Aziz Seishan ona baktı ve zarif bir şekilde gülümsedi.
“Uyanmış Rani. Senin gözetiminde olacağım.”
Yağmur bir an için donup kaldığını hissetti, sonra beceriksizce eğildi.
“Leydim.”
Bununla birlikte, kampın kalbinde yer alan komuta köşküne doğru yola koyuldular.
Onlar yürürken rüzgâr kampın dışından gelen savaş seslerini taşıyordu. Savaş hiç durmuyordu, bu yüzden Rain buna biraz alışmıştı. Yine de ürperdi ve Tamar’dan sert bir bakış aldı.
“Ne? Sanki sen de neredeyse her gece kâbus görmüyorsun!

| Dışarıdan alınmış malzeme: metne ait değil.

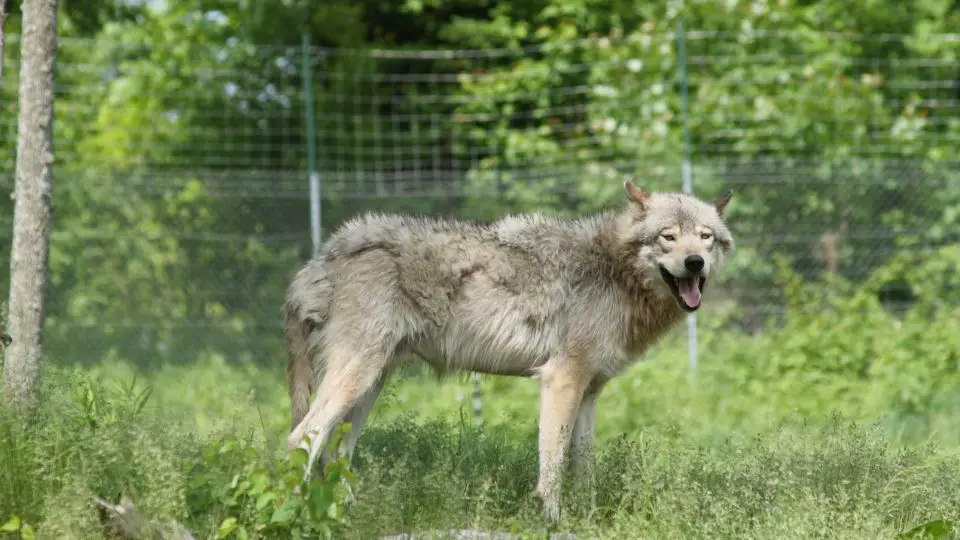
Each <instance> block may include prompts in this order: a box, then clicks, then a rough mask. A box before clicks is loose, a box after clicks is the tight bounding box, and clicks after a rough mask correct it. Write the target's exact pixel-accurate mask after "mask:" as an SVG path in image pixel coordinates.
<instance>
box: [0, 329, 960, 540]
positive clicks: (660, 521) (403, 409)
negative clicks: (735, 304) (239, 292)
mask: <svg viewBox="0 0 960 540" xmlns="http://www.w3.org/2000/svg"><path fill="white" fill-rule="evenodd" d="M683 354H684V352H683V349H682V348H680V347H677V346H676V344H675V343H672V342H670V341H668V342H666V343H665V344H664V345H663V346H661V347H658V348H657V349H655V350H654V351H652V353H651V356H652V357H651V359H650V361H649V362H647V363H645V364H643V365H638V366H636V367H635V368H633V369H631V370H630V371H629V372H628V373H627V374H625V375H624V376H623V377H622V379H619V380H617V381H616V382H615V384H614V385H612V386H611V388H609V389H608V392H606V393H605V395H604V397H603V399H602V400H601V403H600V409H599V410H600V413H599V417H598V468H597V470H598V507H599V509H598V512H597V513H596V514H592V515H591V514H589V513H588V512H587V510H588V509H587V507H586V506H585V505H584V503H583V501H582V500H578V499H577V497H576V496H575V492H574V491H573V489H568V490H567V491H566V492H565V495H566V499H565V506H564V520H563V523H562V526H561V529H563V530H570V531H575V532H582V533H587V534H591V535H599V536H601V537H604V538H893V537H894V536H895V535H896V534H897V533H899V532H902V531H904V530H906V529H908V528H910V527H912V526H915V525H917V524H920V523H924V522H926V521H930V520H935V519H956V518H957V513H958V509H960V457H958V454H956V453H955V449H956V447H955V446H954V444H955V440H956V439H955V437H956V435H955V433H954V432H952V431H951V432H944V433H937V432H936V430H934V429H932V428H933V427H934V426H937V425H941V424H942V425H946V426H948V425H950V424H951V423H953V421H952V418H953V412H952V411H953V409H952V408H949V407H946V405H944V407H946V408H942V409H940V410H936V411H930V412H929V413H928V414H926V415H925V416H923V417H922V418H921V419H920V420H916V419H913V420H910V419H905V418H900V419H899V420H897V421H892V420H890V419H889V418H887V419H885V420H882V421H878V422H863V421H860V422H854V421H853V420H852V418H853V417H854V416H856V415H851V414H850V413H851V412H853V413H855V412H856V410H855V408H853V410H852V411H845V413H846V414H845V415H841V414H840V413H836V414H830V413H828V412H825V413H823V414H811V415H799V414H798V413H796V412H792V411H791V408H790V407H789V403H791V401H790V396H789V395H784V394H782V393H781V394H778V395H773V394H770V395H768V396H767V399H766V400H761V401H759V402H756V401H754V402H753V403H752V405H753V407H751V399H750V396H749V395H747V396H745V395H743V394H742V392H741V389H738V388H735V387H723V386H721V385H720V384H719V383H720V382H721V381H722V379H723V378H722V377H720V376H719V375H718V373H714V372H712V371H711V369H710V367H709V364H705V365H704V369H703V370H702V371H701V372H700V374H699V376H698V380H697V382H696V383H691V382H690V381H689V380H688V379H687V375H688V374H687V372H686V368H685V366H684V364H683ZM282 370H283V366H282V365H278V366H276V367H275V368H273V369H264V368H257V367H254V366H244V367H236V366H233V367H231V366H229V365H228V364H226V363H225V362H224V361H222V359H218V358H216V357H210V358H207V359H205V360H204V361H201V362H198V363H197V364H194V365H190V366H185V367H177V368H173V367H169V368H161V369H159V370H157V371H154V372H151V373H150V375H149V379H148V380H141V381H140V382H139V383H135V384H134V385H133V386H134V387H135V390H133V391H130V390H129V384H130V382H131V381H132V380H133V377H134V370H133V369H132V368H130V367H129V366H128V365H126V364H123V363H120V362H116V361H114V362H110V363H104V364H102V365H100V366H97V367H95V368H93V369H91V370H88V371H83V372H79V371H78V372H76V373H71V372H68V371H64V370H54V369H48V372H47V377H46V384H45V387H44V388H45V404H44V406H43V408H42V410H41V412H40V415H39V417H38V419H37V421H36V422H35V423H33V424H32V425H31V426H30V427H26V428H24V427H22V426H19V425H17V424H15V423H14V422H12V421H11V419H9V418H3V419H2V420H0V430H2V431H3V434H2V437H0V520H4V521H5V520H6V518H7V517H9V516H13V515H18V516H21V517H22V518H23V520H24V521H26V522H27V523H30V524H31V525H33V526H34V527H35V528H36V529H37V532H38V534H39V537H41V538H100V537H102V536H101V535H102V527H101V525H100V524H99V522H98V521H97V513H96V510H95V508H94V507H93V506H92V504H91V498H92V497H93V496H98V497H101V498H104V499H108V500H113V501H116V500H118V499H119V497H120V495H121V494H126V495H129V496H130V497H131V498H132V499H133V500H134V501H136V503H137V505H138V507H139V508H140V509H141V510H142V511H143V513H145V514H146V515H149V516H151V517H154V518H156V519H158V520H160V521H168V520H170V519H176V520H178V521H180V522H182V523H184V524H185V525H187V527H188V528H189V529H190V530H191V531H193V533H194V534H195V535H197V537H198V538H215V537H216V535H217V530H218V528H219V527H220V524H221V523H222V522H223V520H225V519H227V518H229V517H231V516H235V515H238V510H237V508H236V507H232V506H230V505H229V504H225V503H223V502H222V501H217V500H212V499H211V500H212V502H211V501H207V502H206V503H204V504H202V505H198V504H197V503H196V502H195V501H194V499H197V493H196V491H197V488H196V487H195V484H196V482H195V479H194V473H192V472H191V467H192V466H194V465H196V464H200V463H206V464H207V465H210V464H211V457H210V455H205V453H204V452H205V451H207V452H208V453H209V448H210V447H211V445H213V446H215V444H214V443H217V441H220V440H221V438H222V437H224V436H227V437H229V438H231V439H232V438H236V439H238V440H239V441H243V442H245V443H248V444H249V445H250V448H252V449H255V451H256V453H257V455H259V456H266V457H264V459H266V460H268V461H269V460H273V461H274V462H275V461H277V460H279V458H280V456H281V455H282V448H283V441H284V436H285V434H286V429H287V421H288V420H287V414H288V413H287V404H286V394H285V390H284V388H283V382H282V381H283V377H282ZM78 377H79V378H78ZM144 383H149V387H150V388H151V389H152V393H151V394H150V395H149V398H148V399H147V400H146V402H145V405H144V406H143V407H142V410H139V412H137V411H138V409H137V407H138V406H139V405H140V401H138V398H137V396H138V391H137V390H138V389H142V388H145V386H144ZM483 384H484V387H485V393H484V397H485V422H484V425H483V426H481V427H475V426H473V425H472V424H471V422H470V415H469V410H470V404H469V385H468V384H466V383H464V382H461V381H457V380H448V381H444V382H441V383H439V384H438V383H437V382H436V381H434V380H432V379H431V378H429V377H423V378H420V377H414V378H411V379H406V380H398V381H395V382H394V383H393V384H392V385H391V386H390V388H389V389H388V391H387V392H386V394H385V396H384V397H383V399H382V400H381V402H380V403H378V406H377V408H376V410H375V412H374V415H373V418H372V422H371V425H370V426H369V427H368V428H367V430H366V431H365V432H364V437H363V438H362V439H361V443H360V447H359V451H358V455H357V456H356V459H355V462H354V470H355V473H356V475H357V478H358V482H359V484H358V488H357V491H356V493H357V500H356V502H355V503H354V504H353V506H351V507H350V509H349V512H347V513H346V515H345V517H344V521H343V523H342V525H341V528H340V536H339V537H340V538H358V539H359V538H375V537H377V536H380V535H387V534H393V533H397V532H403V531H415V530H430V529H443V530H445V529H453V528H457V529H462V528H484V529H492V530H503V531H514V532H527V533H537V532H541V533H542V532H545V529H544V526H543V523H542V522H541V520H540V506H539V503H538V501H537V500H536V499H534V498H533V497H532V496H531V492H532V490H533V488H534V486H535V484H536V471H537V449H536V416H537V415H536V410H537V387H536V383H535V382H534V381H526V380H513V379H506V378H486V379H485V380H484V383H483ZM124 385H127V386H126V387H125V386H124ZM458 394H459V395H460V396H461V397H460V399H459V400H458ZM718 403H721V404H722V405H719V406H718ZM785 403H786V404H787V405H784V404H785ZM825 410H826V407H825ZM746 411H752V412H751V413H750V414H747V412H746ZM861 420H862V419H861ZM911 422H914V423H916V422H920V424H922V425H923V426H925V428H924V429H916V430H914V431H915V435H914V436H911V437H904V433H906V432H907V431H909V430H905V429H904V426H907V425H910V423H911ZM205 449H207V450H205ZM250 455H253V453H252V451H251V453H250ZM220 459H225V458H222V456H221V457H220V458H216V457H215V458H212V461H213V462H215V463H216V466H217V467H220V468H222V469H223V470H222V471H220V473H218V474H220V475H221V476H217V477H215V479H216V478H219V480H218V481H220V482H221V483H222V484H223V486H227V485H228V484H229V483H230V481H231V479H232V476H234V475H236V474H240V473H241V470H242V467H241V466H242V465H243V463H233V464H224V463H221V462H218V460H220ZM231 459H232V458H231ZM241 461H242V460H241ZM570 485H571V484H570V483H569V480H568V483H567V486H570ZM214 499H215V498H214ZM191 501H193V502H191ZM263 536H264V537H272V536H270V535H269V534H265V535H263Z"/></svg>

Sakin görünmeye çalıştı ve Aziz Seishan’ın arkasına geçerek onur muhafızı rolünü oynadı… Bir Aşkın’ı koruma görevinin onun gibi bir Uyanmış’ın yapabileceği bir şey olmadığını düşünürsek, bu gerçekten de biraz gülünçtü.
Çok geçmeden, duvarla güçlendirilmiş daha büyük bir çadır olan komuta köşküne ulaştılar ve içeri girdiler.
Yağmur orada neredeyse soğukkanlılığını kaybediyordu.
“Lanet olsun!
Tamar’ın bahsettiği “büyük buluşma”… Mirasçı kız yetersizliğin kraliçesi gibi görünüyordu!
Dağınık güneş ışığı çadırın mavi kumaşından içeri süzülüyor, içeriyi soğuk bir ışıkla dolduruyordu. İçinde yıkanıyordu…
Herkes vardı.
Song Ordusu’nun tüm Azizleri ve Kraliçe’ye hizmet eden önde gelen Üstatların çoğu. Birkaç Uyanmış da vardı, çoğu Tamar ve Rain gibi subaylarına eşlik ediyordu.
Rain bir Aziz’e yakın olmaktan çoktan bunalmıştı…
Ama şimdi düzinelercesine bakıyordu!
Leydi Seishan dışında başka prensesler de vardı…
Titrek bir nefes aldı ve soğukkanlılığını zar zor geri kazanmayı başardı.
Ancak bir an sonra, bu soğukkanlılık ani ve patlayıcı bir düşünceyle paramparça oldu.
“Ben… Ben kraliçeyle tanışmayacağım, değil mi?!